The purified culture of the selected isolate was identified after investigating morphological and biochemical characters according to standard clinical laboratory methods reported and recommended by Sharpe (1979). The cultures were examined microscopically for gram staining and catalase production (Harrigan and Mac Cance 1976). In addition, all isolates were tested for growth at different temperatures 10°C for 7-10 days and 45 °C for 24-48 hours, growth at different NaCl concentration and CO2 production from glucose, under aerobic and anaerobic conditions. The pathogenic bacteria (Staphylococcus aureus ATCC 25923, Escherichia coli ATCC 25921, Bacillus cereus) come from the collection of collected from the microbiology laboratory of the university hospital of Oran.
The carbohydrate fermentation profile of purified isolate was determined using API 50 CH system (Biomérieux, France). The API 50 CH (Biomerieux) gallery consists of 50 microtubes for the study of substrate fermentation, belonging to the family of carbohydrates and derivatives (glycosides, polyalcohols, uronic acids). Interpretation of these fermentation profiles were facilitated by systematically comparing all results obtained for the isolates studied with information from the computer-aid database ApiwebTM API 50 CH V5.1 software.
Synthesis gastric juices is prepared as described (Glucose: 3,5 g, NaCl: 2,05 g, KH2PO4: 0,6g, CaCl2: 0,11g, KCl: 0,37 g, Pepsin SIGMA®:13,3 g, Distilled water: sqf 1000 ml) and adjusted to (pH = 2) then conserved under freeze conditions (Fernandez et al 2002).
In order to obtain a rate of concentrations, fresh cultures of Lactobacillus plantarum are cultivated in MRS media (pH = 6.5) and incubated at 37 °C. Each two hours OD600 are evaluated to obtain 0.4, 0.5, 0.6, 0.7 and 0.8 of these cultures.
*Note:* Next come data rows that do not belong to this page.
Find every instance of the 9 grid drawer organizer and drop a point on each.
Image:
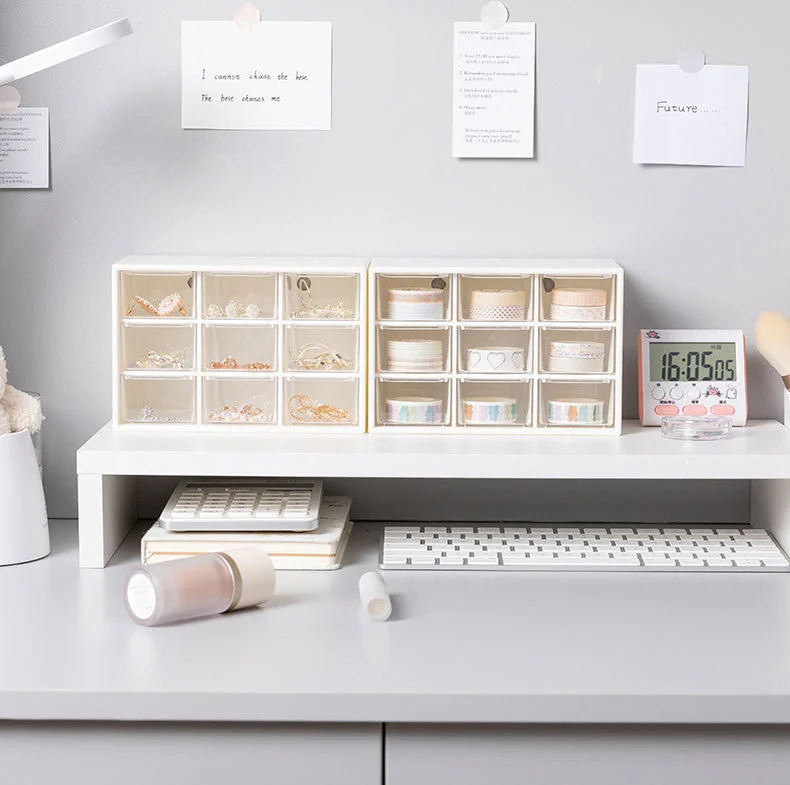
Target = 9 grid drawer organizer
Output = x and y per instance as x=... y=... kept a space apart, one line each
x=495 y=346
x=186 y=327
Bacterial count of OD600 is obtained by following 1/100 dilutions and successive plating in MRS media (pH = 6.5) to so we can extrapolate bacterial concentrations on every OD600 (De Souza Oliveira et al 2009).
The antibiotic susceptibility of selected acid and bile tolerant isolates strain (Lb plantarum P6) was determined towards nine antibiotics, namely, penicillin G (6 µg/10 IU), Ampicillin (10 µg), Amoxicillin (20 µg), Erythromycin (15 µg), Tetracycline (30µg), Pristinamycine (15 µg), Rifampine (30 µg), Cefazoline (30µg) and Ciprofloxacine (5 µg). The Strain selection was based on their performance toward acid and bile salts. Antibiotic susceptibility was determined semi- quantitatively using a modification of the agar overlay diffusion methods of the National Committee for Clinical Laboratory Standards NCCLS (1993). Diameters of inhibition zones were measured and results were expressed in terms of resistance (R), intermediate susceptibility (I), and susceptibility (S), according to cut off levels proposed by Prescott et al (1999), NCCLS (2002) and Vlkova et al (2006).
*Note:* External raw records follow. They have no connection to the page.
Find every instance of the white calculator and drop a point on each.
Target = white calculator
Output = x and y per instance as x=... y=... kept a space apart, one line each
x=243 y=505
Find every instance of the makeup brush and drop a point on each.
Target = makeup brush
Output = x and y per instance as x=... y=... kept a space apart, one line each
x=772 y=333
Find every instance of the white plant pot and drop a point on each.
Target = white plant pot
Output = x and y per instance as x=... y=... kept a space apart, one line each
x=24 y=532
Fresh culture of 18h Lactobacillus plantarum strain are harvested and centrifugated at 7000 rpm during 1min, pellets are inoculated in 500µL of synthesis gastric juices; inoculums are incubated at 37 °C for 30 min, 1h, 1h30 min and 2h (Fernandez et al 2002 ; Kim et al, 2006). Following this test, inoculums are centrifugated and pellets are immediately flooded with 500µL of MRS broth added with 0.5% bile salts and incubated at 37 °C during same times (Shima et al 2009). Afterwards, inoculums are once again harvested and auditioned with 500µL of MRS containing 0,1% of trypsin and α-Chymotrypsine and incubated at 37°C during same times (30, 60, 90 and 120 min) (Kim et al 2006 ; Ruiz-Moyano et al 2008). The final pellets are added to 500 µL of physiological water and diluted until 10-8, plated on MRS pH 7 and at 37 °C for 24h. Colony forming units (CFU) were enumerated after incubation at 37 °C for 24 h (Mami et al 2008 ; Boumehira et al 2011 ; Mami et al 2012).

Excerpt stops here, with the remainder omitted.